The Biology Book: From the Origin of Life to Epigenetics, 250 Milestones in the History of Biology (2015)
Claude Bernard (1813–1878), Albert Butz (1849–1905), Walter B. Cannon (1871–1945)
Homeostasis, a fundamental principle in biology, is a concept that was developed by Claude Bernard during the 1850s and expanded upon and popularized by W. B. Cannon during the 1920s to1930s. It is the process by which a living being maintains a constant internal environment when its external environment is changing. Negative feedback control systems, whether in biological or nonliving systems, consist of three integral components: a receptor that detects changes in the system; a control center that compares the change with a set or reference point, which in biological systems are the normal values; and an effector, which initiates appropriate action to return the system to its reference point. By analogy, consider the home furnace and thermostat. In 1885, Albert Butz invented the earliest functional thermostat. The furnace continues to heat the facility until a set temperature is detected by the thermostat, which shuts the furnace down and then turns it on when the facility’s temperature falls below the set temperature.
Many endocrine systems, such as blood glucose levels, are linked to control centers by homeostatic negative feedback mechanisms that operate in a cyclical and continuous manner. After eating a carbohydrate-rich meal, blood glucose levels rise, stimulating the release of insulin from the beta cells of the pancreas. Glucose enters body cells, and the liver takes up the excess sugar, which it stores as glycogen. Blood glucose levels are detected and compared with set levels (70–110 mg glucose/100 ml blood). If levels are too low, insulin secretion stops and glucagon is released from the alpha cells of the pancreas stimulating the breakdown of liver glycogen to glucose, which is released in the blood.
Negative feedback inhibition also controls the amount of final product that is synthesized in many enzyme-catalyzed biochemical pathway reactions.

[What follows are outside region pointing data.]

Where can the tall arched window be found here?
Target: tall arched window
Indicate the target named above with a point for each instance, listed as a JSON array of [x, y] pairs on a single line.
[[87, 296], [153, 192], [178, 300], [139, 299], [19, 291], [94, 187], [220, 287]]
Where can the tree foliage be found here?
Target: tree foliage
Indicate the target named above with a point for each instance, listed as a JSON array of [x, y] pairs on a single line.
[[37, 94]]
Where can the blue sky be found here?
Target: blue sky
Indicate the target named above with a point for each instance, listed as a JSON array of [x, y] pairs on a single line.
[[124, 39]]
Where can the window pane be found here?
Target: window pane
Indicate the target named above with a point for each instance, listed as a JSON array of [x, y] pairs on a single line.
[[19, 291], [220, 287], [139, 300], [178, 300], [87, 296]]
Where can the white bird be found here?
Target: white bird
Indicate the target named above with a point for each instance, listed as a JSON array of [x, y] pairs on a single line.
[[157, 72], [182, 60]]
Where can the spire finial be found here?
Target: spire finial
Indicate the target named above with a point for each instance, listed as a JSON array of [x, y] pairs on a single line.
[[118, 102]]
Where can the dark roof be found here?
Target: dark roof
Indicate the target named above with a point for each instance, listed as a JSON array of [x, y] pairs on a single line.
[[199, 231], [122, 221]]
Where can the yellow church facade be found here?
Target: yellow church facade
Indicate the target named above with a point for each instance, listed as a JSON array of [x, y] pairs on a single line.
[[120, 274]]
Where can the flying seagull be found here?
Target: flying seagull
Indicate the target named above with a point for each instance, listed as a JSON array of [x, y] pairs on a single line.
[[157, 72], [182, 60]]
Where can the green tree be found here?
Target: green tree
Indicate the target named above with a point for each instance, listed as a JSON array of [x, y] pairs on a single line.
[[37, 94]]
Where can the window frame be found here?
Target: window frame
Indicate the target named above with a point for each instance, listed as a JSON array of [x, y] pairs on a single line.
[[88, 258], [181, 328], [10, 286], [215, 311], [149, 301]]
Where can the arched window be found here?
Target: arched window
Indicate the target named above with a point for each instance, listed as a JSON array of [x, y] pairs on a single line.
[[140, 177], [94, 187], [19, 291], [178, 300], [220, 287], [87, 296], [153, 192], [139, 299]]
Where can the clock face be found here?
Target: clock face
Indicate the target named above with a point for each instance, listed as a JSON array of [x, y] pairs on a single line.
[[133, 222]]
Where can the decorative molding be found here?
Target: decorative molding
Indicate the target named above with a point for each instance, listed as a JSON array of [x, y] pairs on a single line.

After an optimal amount of end product is formed, the end product reacts with an enzyme in the pathway, interfering with synthesis of additional compounds.
SEE ALSO: Metabolism (1614), Homeostasis (1854), Enzymes (1878), Thyroid Gland and Metamorphosis (1912), Insulin (1921), Progesterone (1929), Second Messengers (1956), Energy Balance (1960), Hypothalamic-Pituitary Axis (1968), Cholesterol Metabolism (1974).
An illustration of a complex machine with a steam boiler, gears, levers, pipes, meters, furnace, flue, and presumably a thermostat to provide a negative feedback loop that will keep the temperature of the machine at a reasonable level.